21.06.1876

Antes do almoço fui ao Colégio Girard – o corpo principal é um belo templo grego de colunas de mármore assim como o resto do edifício. Aí logo depois de subir os degraus externos encontra-se no peristilo uma bela estátua de mármore de Girard – fisionomia de bondade algum tanto maliciosa – um sepulcro creio que com seus restos. No edifício estão as aulas e gabinetes, assim como uma sala com os objetos pertencentes a Girard entre os quais vi o retrato da mulher que morreu doida, e que ele esposou por se admirar da perfeição com que ela limpava as vidraças de uma casa como criada. O colégio começou a fazer-se por deixa de Girard dois anos depois de sua morte. Começou a servir em 1848 se bem me lembro, e tem de renda anual de 600.000 dol.! É destinado somente aos estudos preparatórios para as carreiras industriais e os meninos aí só entram com a idade de 6 anos. Há 550. Não se admite nenhum ministro de religião, segundo exigência do testamento de Girard; mas o diretor que é Mr. Altenagora, fá-los rezar e ensina-lhes moral. Entre no colégio meninos de todas as religiões, e contudo ensina-se aos judeus a venerar Jesus Cristo! Não compreendo o que quis Girard. Em boas casas próximas estão salas com 21 camas cada uma e os refeitórios, mais baixos que o solo em frente, e úmidos como confessaram acrescentando que estão cuidando de construir um bom para todos os meninos juntos. Tem 4 professores homens para o ensino mais elevado e 14 a 18 senhoras professoras. Deram-lhe publicações relativas ao colégio. Assisti à oração antes de entrarem às 8h para as aulas. O diretor leu na Bíblia, e depois todos os meninos conservaram as cabeças baixas apoiadas nas mãos por alguns instantes.

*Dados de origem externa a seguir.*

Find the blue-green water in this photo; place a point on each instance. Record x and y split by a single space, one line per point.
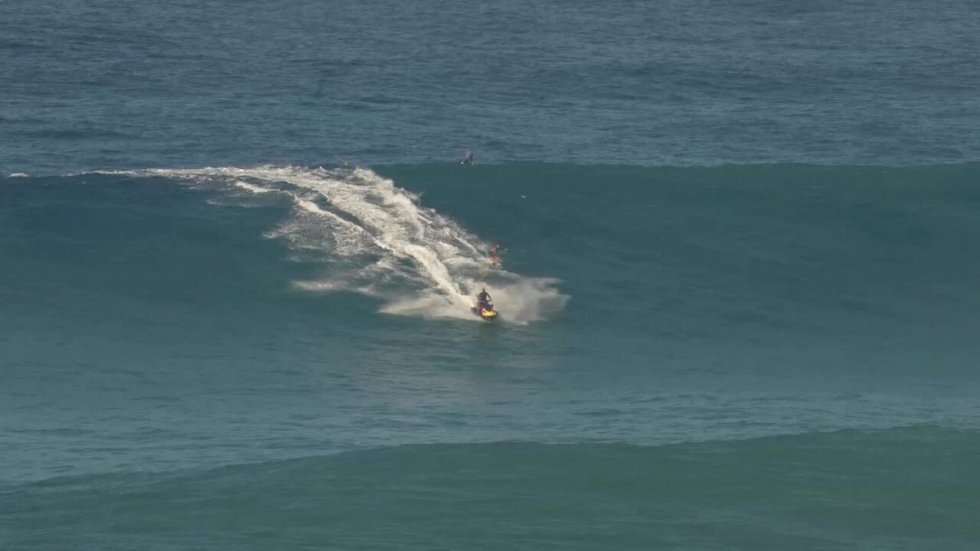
739 297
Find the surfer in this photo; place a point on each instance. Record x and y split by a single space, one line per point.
495 261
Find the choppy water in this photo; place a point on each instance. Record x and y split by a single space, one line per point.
738 299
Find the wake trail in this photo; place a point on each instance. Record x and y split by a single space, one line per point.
375 238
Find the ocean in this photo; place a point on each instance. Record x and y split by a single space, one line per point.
738 301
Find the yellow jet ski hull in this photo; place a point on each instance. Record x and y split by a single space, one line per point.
488 315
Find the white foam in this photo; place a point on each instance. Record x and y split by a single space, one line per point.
376 239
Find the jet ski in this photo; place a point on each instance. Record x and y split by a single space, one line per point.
484 307
488 314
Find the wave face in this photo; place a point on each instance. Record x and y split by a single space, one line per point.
376 239
735 356
812 491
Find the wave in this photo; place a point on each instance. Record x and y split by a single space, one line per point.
377 239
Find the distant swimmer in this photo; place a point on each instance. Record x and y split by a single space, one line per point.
495 260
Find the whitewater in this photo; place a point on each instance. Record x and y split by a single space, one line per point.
376 239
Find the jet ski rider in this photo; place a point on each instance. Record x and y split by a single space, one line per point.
484 301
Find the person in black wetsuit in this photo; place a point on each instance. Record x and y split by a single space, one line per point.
484 301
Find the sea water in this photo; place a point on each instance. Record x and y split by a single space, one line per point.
738 297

Das 10 às 2 acabei com o Archer o exame da exposição inglesa. Às 5 ½ fui ao jardim zoológico; o mais completo da América. Tem animais muito curiosos até da Austrália; rinoceronte; 2 elefantes, 4 girafas; ursos em cavas; antas, etc. Tudo muito bem arranjado em uma parte bem ajardinada do Fair Mount Park. Hei de voltar.

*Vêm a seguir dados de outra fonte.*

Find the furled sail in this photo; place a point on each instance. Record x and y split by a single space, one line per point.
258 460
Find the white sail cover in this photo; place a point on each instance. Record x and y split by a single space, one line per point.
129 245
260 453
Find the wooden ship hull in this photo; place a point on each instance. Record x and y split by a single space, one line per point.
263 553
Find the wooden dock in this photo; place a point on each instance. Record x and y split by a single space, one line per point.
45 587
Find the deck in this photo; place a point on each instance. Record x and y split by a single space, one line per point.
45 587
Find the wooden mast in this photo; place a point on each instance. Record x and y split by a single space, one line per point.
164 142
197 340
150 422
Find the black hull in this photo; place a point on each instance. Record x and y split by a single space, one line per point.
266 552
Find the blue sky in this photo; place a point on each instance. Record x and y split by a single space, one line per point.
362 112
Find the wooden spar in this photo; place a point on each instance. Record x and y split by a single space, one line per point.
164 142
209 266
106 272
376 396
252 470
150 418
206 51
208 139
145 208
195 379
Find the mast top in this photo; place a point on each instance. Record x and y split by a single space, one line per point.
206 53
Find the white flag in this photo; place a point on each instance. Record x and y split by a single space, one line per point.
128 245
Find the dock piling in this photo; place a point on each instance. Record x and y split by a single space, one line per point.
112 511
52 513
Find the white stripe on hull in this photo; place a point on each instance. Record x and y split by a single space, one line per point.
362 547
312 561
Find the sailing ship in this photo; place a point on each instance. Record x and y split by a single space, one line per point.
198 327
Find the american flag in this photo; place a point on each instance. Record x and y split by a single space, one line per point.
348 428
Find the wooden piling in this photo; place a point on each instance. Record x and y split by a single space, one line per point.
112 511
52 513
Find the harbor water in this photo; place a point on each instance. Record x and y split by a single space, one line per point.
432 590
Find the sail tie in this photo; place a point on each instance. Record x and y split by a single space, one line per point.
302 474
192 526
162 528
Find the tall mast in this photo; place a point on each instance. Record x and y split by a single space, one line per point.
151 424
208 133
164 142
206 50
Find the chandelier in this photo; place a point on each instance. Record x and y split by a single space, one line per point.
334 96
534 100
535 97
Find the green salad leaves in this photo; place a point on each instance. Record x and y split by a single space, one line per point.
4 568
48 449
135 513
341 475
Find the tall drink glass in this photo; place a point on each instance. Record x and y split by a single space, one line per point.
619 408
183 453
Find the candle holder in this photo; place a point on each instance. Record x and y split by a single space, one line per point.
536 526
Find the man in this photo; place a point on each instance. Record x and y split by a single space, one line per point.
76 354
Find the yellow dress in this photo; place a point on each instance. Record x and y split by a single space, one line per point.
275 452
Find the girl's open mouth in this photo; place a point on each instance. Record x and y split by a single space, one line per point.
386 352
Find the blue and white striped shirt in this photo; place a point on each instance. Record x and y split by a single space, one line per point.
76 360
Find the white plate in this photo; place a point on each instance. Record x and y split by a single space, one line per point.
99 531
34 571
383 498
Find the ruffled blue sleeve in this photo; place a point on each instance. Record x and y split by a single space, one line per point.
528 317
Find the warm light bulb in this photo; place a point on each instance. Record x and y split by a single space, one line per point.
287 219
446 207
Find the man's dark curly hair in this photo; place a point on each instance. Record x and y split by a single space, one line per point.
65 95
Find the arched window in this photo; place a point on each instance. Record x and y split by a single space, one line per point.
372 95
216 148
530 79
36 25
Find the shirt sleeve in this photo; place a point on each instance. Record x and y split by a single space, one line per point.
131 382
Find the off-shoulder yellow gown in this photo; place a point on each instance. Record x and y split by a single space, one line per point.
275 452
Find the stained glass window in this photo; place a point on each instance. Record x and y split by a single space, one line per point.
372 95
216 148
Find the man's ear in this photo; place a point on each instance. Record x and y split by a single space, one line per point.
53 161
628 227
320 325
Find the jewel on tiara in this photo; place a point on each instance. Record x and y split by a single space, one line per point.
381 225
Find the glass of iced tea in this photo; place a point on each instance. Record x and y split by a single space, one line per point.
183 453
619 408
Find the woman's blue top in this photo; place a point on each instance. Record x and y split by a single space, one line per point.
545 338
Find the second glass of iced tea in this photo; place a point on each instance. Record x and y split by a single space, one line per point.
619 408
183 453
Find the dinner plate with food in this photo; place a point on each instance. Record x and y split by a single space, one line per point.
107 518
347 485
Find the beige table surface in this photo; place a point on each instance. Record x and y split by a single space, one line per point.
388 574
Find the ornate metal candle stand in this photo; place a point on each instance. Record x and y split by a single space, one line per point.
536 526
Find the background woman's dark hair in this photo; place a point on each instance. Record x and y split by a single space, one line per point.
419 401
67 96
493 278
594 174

À noite fui à Academia de Música, belo teatro internamente de 4 ordens de camarotes. Ouvi a Kellog no brindisi da Traviata; excelente cantora – assim tivesse a voz mais volumosa; a Cary bom contralto na Pieta do Profeta; Brignoli tenor que já teve excelente voz e ainda agrada bastante por seu estilo; e a Esmeralda Cervantes que tocou as variações de Moisés por Thalberg. Retirei-me no fim da 1ª parte para ir à reunião do Carvalho Borges no Club Union-bague. Tudo muito bem arranjado, e a música de Niteroy tocou bem. Foram convidados só o pessoal das comissões e júris da Exposição. Enfim vi Mrs. Levasseur e Simonin, cuja fisionomia um pouco turca não me agradou. Além disto a língua parecia pegar-lhe um pouco. Também falei ao coronel Périer. Como tinha muito que escrever safei-me da barafunda antes das 11.